Acxiom is lobbying Congress to change a relatively new law that limits their use of driver's-license numbers. Acxiom wants to use those numbers to create a new authentication system at airports, improving the ability of clerks to ask travelers personal questions that would help verify who they are.
Deirdre Mulligan, director of the Samuelson Law, Technology and Public Policy Clinic at the University of California, Berkeley, said any decision to adopt such a system should be made by elected officials, not motor-vehicle bureaucrats or private companies.
Pluses and minuses
A centralized ID database would speed verification and make life more convenient for travelers, airlines and others. The disadvantage, according to civil-liberties activists, is that agencies would gain access to unprecedented amounts of aggregated data. Questions about who would maintain the database and gain access to it would be thorny. Accuracy and currency also pose challenges.
An alternative would be to configure databases to allow certain pieces of information, or fields of data, to be accessed by the smart card.
If a new ID-card system is developed in the United States, the initial users are likely to be immigrants and foreign visitors. Last month, Sen. Dianne Feinstein, D-Calif., and Sen. Jon Kyl, R-Ariz., introduced legislation that would require foreign nationals to use high-tech visa cards containing a fingerprint, retinal scan or other unique identifier. It also would create a centralized "lookout database" containing information about known terrorists and other U.S. visitors deemed threatening.
The driver's-license proposal stands as an alternative to a single national card. A technical standard would define the security features of the card, but states would have the freedom of creative design and bear the burden of administering it. Proponents acknowledge it could easily assume all the features of a national ID card once other government agencies and private companies begin tailoring their computers to capture information from the card.

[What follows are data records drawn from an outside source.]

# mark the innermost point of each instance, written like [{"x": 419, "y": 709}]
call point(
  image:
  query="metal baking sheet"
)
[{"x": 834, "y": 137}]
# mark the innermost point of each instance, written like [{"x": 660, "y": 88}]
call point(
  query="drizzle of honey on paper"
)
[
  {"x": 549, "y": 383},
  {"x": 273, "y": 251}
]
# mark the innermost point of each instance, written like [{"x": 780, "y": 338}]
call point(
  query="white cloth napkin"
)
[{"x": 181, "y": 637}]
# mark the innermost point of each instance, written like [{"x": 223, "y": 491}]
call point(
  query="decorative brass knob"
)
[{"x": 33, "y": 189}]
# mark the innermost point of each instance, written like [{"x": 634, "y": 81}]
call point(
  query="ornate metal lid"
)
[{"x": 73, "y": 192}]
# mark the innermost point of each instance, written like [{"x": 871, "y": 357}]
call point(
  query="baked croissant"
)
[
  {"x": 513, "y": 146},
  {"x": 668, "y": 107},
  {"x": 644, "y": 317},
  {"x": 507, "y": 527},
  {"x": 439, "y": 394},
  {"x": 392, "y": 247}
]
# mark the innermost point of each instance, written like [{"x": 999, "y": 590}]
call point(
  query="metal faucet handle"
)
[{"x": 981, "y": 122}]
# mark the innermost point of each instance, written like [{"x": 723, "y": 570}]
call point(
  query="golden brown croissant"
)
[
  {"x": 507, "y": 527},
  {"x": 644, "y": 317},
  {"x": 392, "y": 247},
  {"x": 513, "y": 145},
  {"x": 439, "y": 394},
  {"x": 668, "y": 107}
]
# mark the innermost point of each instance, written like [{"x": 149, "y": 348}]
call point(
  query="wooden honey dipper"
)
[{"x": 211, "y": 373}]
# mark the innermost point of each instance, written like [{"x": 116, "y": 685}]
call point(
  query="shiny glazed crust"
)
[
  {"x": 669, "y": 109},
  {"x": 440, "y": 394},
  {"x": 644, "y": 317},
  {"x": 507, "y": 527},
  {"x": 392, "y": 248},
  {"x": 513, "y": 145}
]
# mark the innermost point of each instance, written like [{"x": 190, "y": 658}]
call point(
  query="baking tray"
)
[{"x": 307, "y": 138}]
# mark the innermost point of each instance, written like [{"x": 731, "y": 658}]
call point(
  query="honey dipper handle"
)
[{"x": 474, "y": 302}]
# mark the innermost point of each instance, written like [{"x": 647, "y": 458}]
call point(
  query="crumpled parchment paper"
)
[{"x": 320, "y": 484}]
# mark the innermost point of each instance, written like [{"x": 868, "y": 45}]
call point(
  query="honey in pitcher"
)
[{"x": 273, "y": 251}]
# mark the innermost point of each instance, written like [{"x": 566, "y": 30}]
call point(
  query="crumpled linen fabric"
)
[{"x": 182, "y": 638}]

Even if it were approved today, proponents say, the card would take years to take hold, as motor-vehicle administrators arranged funding and drivers reapplied for licenses.
A national identification system would raise privacy questions, said Tate Preston, vice president at Datacard Group, which creates high-tech IDs. But the need for a better identification system is beyond question.
"In the 19th century, it was sufficient to ask who you are," he said. "In the 20th century, it was sufficient to show who you are. In the 21st century, you will have to prove who you are."